09 July 2019 | Marina Taina
William Ennis | Hot and humid
It's been surprising hot and humid, with no breeze, and even with our fans, we spend the day dripping sweat onto our work. Even the locals have been griping about the heat.
Our work slowed today since the engine is in the boat and it's all fitting and figuring. We've arranged to have all of our exhaust, raw water (that is, sea water used as a coolant), and fuel hoses replaced and that work on top of the engine installation. We imagine another 1-1/2 weeks here.
Today, we spent an inordinate amount of time dealing with a scrap yard that accepted (after some negotiation) our old Nanni block. The deal is that they sign an FP Customs form that we duly delivered the engine for destruction and made no profit from it. The owner wasn't there, so we'll have to return next week. To ensure that they "remember" our dealings, I took many photos of the staff and our engine being removed from our van with forklift. They gave us US$10 for the block and parts. Our driver, a Marina Taina worker named Georges, and Adrain, we treated to cheeseburgers, fries, and Orangina at a local Chinese "Snack" or open-air cafe.

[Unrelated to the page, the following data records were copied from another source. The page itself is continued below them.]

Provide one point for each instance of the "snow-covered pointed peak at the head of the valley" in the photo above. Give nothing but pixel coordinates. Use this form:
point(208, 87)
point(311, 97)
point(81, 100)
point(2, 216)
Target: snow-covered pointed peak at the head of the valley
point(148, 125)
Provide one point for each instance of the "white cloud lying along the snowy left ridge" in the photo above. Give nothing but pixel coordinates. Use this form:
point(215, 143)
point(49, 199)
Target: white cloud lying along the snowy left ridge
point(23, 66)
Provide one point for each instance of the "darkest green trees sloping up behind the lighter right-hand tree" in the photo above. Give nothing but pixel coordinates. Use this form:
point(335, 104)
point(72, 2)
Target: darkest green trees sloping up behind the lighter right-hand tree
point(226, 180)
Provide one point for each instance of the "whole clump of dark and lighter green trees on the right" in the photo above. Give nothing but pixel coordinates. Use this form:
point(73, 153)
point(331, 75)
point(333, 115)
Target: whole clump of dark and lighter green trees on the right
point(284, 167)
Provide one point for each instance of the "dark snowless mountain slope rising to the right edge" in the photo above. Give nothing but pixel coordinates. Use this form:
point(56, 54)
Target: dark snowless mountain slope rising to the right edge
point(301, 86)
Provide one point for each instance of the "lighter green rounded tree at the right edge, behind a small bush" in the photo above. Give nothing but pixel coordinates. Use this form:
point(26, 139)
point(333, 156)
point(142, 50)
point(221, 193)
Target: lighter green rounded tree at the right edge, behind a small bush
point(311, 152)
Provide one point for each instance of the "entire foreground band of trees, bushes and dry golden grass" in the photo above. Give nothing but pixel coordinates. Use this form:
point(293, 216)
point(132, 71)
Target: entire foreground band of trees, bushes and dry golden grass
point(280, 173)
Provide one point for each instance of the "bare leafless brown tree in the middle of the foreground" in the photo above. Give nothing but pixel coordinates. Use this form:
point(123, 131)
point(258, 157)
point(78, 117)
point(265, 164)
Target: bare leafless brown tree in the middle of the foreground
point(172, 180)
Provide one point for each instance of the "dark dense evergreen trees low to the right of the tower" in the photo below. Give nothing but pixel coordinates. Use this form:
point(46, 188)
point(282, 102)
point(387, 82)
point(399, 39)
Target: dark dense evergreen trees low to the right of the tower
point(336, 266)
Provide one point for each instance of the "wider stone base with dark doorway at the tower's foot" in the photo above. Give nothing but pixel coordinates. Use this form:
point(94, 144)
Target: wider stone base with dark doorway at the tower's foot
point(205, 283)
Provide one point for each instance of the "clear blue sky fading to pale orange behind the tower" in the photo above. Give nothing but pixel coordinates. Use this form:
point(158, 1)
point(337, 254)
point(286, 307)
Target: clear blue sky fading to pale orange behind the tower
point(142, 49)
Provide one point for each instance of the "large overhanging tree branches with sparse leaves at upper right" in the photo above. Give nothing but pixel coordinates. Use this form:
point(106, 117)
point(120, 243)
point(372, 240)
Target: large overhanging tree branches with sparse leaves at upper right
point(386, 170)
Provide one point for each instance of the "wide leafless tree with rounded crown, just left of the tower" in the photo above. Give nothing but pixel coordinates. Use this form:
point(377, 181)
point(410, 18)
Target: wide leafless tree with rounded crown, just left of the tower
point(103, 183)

By 1300, we were back aboard and we began our work for the day. Our decision was to put the new and very much larger coupler on the inboard end of the prop shaft and have Adrian (who was diving under the boat) push the shaft inward until the coupling touched the flange at the transmission's end. Having done so, he measured the distance between the propeller inner end and the propeller shaft strut. With that done, we had an idea that the shaft needs softening by 3-1/2-4 inches. Maybe. I think that we need more measurement, but it's a start.

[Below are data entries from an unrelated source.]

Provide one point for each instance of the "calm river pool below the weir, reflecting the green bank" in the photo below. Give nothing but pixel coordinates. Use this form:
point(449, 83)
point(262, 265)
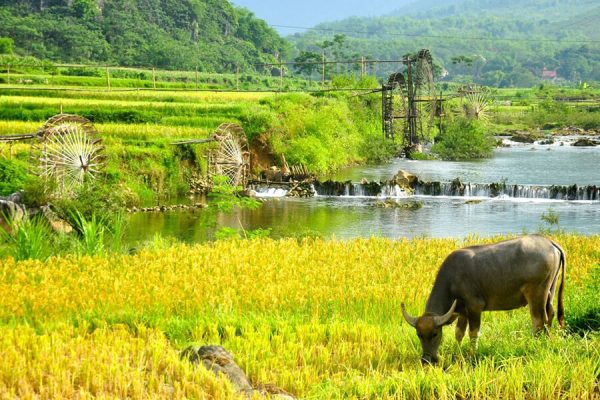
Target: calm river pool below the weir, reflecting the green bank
point(350, 218)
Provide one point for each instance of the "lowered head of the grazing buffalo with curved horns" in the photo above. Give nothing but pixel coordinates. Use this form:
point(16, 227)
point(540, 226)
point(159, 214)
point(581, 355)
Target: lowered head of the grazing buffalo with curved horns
point(429, 330)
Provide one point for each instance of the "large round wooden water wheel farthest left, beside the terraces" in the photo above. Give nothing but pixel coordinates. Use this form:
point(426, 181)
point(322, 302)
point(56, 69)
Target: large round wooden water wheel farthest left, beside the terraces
point(68, 151)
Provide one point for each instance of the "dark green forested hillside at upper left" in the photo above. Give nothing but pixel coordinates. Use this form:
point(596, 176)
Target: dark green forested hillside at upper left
point(211, 35)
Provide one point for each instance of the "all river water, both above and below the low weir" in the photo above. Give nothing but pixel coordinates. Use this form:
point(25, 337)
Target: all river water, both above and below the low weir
point(439, 216)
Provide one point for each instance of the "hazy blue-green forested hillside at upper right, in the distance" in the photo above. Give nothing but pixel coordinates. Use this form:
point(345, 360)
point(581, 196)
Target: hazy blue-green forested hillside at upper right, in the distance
point(503, 44)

We know already that the configuration of the beta is different enough from the old Nanni that we'll have to modify some cabinetry, most in a minor way, just some areas removed to allow parts to protrude where the old counterparts did not. I don't relish removing wood, but if done carefully, it was an expectation. To accomplish the cutting, I've got an oscillating saw, although it's 110VAC, fo course, and won't operate on the 220 VAC/50Hz. To run the saw, we usually use an inverter, but when I located our, it has rusted to failure: a West Marine product. A marine product simply should't rust away, in my opinion. We had trouble with the Honda generator last year, so it wasn't my first choice, but now we had no choice. Out it came, and after an hour trying to pay 700 XPF (US$7) for a gallon of gasoline, we were up and running.
As you can see, we accomplished much less than the hours might suggest. Tomorrow, Wedneday, is Adrian's boat watch day, so we're off work. Hurray!